Сегодня слово «прогресс» звучит старомодно и ассоциируется с иррациональной верой, свойственной «позитивному» XIX столетию, в то, что развитие  промышленности, науки, техники, появление новых средств коммуникации сопровождаются улучшением человеческого быта, освобождением от нужды, болезней, дикости, смягчением нравов. ХХ век — век массовых промышленных войн и тоталитарных режимов — в сильнейшей степени дискредитировал идею, что просвещение ведет к большей разумности и гуманности тех начал, на которых строится человеческое общежитие, что рациональность несовместима с жестокостью и насилием. Понятие прогресса сменилось в 1960-х годах идеологией модернизации, а та, в свою очередь, уступила место гораздо более аморфной и неоднозначной идеологии глобализации, в которой наивная уверенность в том, что будущее несет с собой непременное усиление тех ценностей, которые мы признаем, уступила место осознанию неизбежности сосуществования различных ценностных миров. Тот, кто сегодня рискнет говорить о непрерывной эволюции общества, рискует вызвать лишь ироническую улыбку и массу указаний на негативные или даже катастрофические стороны современных достижений в науке, промышленности, безудержном росте потребления, что раньше рассматривалось как безусловный символ прогресса.
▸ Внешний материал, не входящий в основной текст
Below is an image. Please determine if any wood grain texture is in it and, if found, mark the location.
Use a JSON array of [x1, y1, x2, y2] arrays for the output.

Но если оценивать социальное развитие технически, операционально, то есть принимать во внимание только те системы и формы социального взаимодействия, которые обеспечивают большую безопасность жизни, возможности индивидуальной самореализации, свободы для большего числа людей, то наличие признаков прогресса будет несомненным, по крайней мере для развитых европейских стран или, более широко, для стран Запада, включая сюда и США, и Японию с Австралией. В этом случае под прогрессом имеет смысл понимать процесс непрерывного усложнения структуры общества, появления новых специализированных институтов, которым передаются функции прежних традиционных образований. Например, у семьи общество забирает все больше и больше видов деятельности, которые раньше принадлежали исключительно ей, — воспитание и образование детей, забота о пожилых людях; в демократических странах общественное мнение (и соответственно СМИ) и неправительственные организации играют все большую роль в контроле над властью; экологические движения оказывают усиливающееся давление на промышленную и экономическую политику; наука все меньше и меньше становится зависимой от государства и т. п. Другими словами, процесс растущей функциональной дифференциации общества и его институциональной системы непосредственно связан с увеличением богатства народов и качеством жизни граждан в этих странах. Это мы можем наблюдать, сравнивая разные страны и типы обществ. В странах первого мира с этой структурной дифференциацией связано значительное накопление социальных благ — больше продолжительность жизни, большая забота о здоровье, лучшие питание, правовая защита, образование, качество и технологии перемещения, а главное — обеспечение равенства возможностей. Здесь качество жизни для наибольшего числа людей оказывается выше, чем в странах с архаической авторитарной системой организации власти, со слабо дифференцированной системой институтов (то есть где суд, образование, полиция, церковь или религиозные организации зависят от властей предержащих).

Трансляция исторического опыта с появлением глобальных средств коммуникации усложняется, но делается более надежной. И потому соблазны «большого скачка», утопии преодоления отсталости на основе псевдотрадиционной духовности, соединенной с «великой идеей» планового мироустройства, постепенно маргинализуются. Но это, разумеется, совершенно не значит, что человечество уже не поддастся новым соблазнам. Социология — не прогностическая наука.